There was no other option if she was to take her running seriously. No athlete had ever come out of isolated Maroda, and even Rudraprayag, the nearest small town, was an eight-hour journey away. Dhyani came through in her trial, and with better facilities, made it count. She took gold in the 2000m at the Youth nationals in Vijaywada, and won the 1500m at the Junior nationals in Ranchi the following year. In 2019, she took a double gold in the 1500m and 3000m races at the Khelo India Youth Games in Pune, and repeated the feat -- winning in the 1500m and 5000m in Guwahati in the 2020 edition.
Dhyani has never lost a race since she formally started her training.
"She is a very gifted runner," says Toppo, who has coached Dhyani since 2019, after she was selected to train at the National Center of Excellence in Bhopal following her success at the 2019 Khelo India Games. "She is a very aggressive trainer. You can keep pushing her. And because she was running in Uttarakhand, she had already been doing a lot of high-altitude training," she says.
The trajectory of Dhyani's career seemed to hit a hurdle when the national camps were closed in 2020, owing to the coronavirus pandemic.
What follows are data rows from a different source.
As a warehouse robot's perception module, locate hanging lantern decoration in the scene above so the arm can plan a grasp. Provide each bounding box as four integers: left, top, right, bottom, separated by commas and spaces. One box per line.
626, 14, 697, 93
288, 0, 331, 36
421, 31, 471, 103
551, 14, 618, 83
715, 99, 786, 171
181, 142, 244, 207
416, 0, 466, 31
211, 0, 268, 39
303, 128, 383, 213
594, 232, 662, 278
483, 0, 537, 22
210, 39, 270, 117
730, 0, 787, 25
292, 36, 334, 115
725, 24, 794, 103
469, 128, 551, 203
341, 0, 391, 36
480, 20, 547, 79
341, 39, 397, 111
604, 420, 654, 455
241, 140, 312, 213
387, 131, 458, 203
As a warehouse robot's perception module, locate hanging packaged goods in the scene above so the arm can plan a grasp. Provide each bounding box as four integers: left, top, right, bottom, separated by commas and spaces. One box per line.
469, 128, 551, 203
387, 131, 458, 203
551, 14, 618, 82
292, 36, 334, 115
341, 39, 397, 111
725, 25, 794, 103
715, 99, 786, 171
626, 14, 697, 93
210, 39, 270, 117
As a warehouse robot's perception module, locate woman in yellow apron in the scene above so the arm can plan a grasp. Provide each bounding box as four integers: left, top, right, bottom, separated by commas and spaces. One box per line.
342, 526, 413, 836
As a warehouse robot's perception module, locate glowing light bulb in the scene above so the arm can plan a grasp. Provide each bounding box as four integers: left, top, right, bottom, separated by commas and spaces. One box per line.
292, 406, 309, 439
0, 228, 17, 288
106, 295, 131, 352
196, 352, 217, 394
However, she made the most of her return to Maroda. "I stayed in touch with my coach, and she gave me the training plan over WhatsApp. For seven months I trained by myself this way."
This time, she wasn't running alongside the army aspirants. Owing to a heavier workload and the fact that she was technically stronger, she was now running ahead of them. That came with its own set of challenges. "It is difficult to run without anyone guiding you on the track. I was a little nervous running by myself because there are a lot of wild animals on the road. There have been times when I'd see a tiger on the road ahead of me. At that time, the only thing to do is go back where you came from," she says.
There is no turning back for her now. "I think her next target will be the Junior World Championships in Nairobi," says coach Toppo, who expects her to eventually match the achievements of former national record-holder Sunita Rani. The Junior Worlds will be Dhyani's first international event. She had the chance to compete for the Asian Youth Championships in 2017, but missed it because she had never thought of getting her passport made in Maroda.
Should the Junior Worlds be held on schedule, Dhyani will surely be part of the Indian squad. However, her coach feels she still has to improve her timing further to be competitive. Her new national record would only have been the 78th best by an U-20 athlete in the 2019 season -- the last year when competitions were not curtailed due to the pandemic. "Ideally, I'd like her to be running inside 16 minutes before she competes there, but I don't think it will be possible to cross that mark running alongside junior runners," says Toppo.
Therefore, Dhyani will likely be competing in her first senior competition at the Federation Cup next month. It is a big step up for her -- the fastest Indian in 2019 was Parul Choudhary, who clocked 15:36.03. But Dhyani says she will give it her best shot. "It is going to be hard but I'll keep chasing the runner in front of me. I've always done that and it has made me better."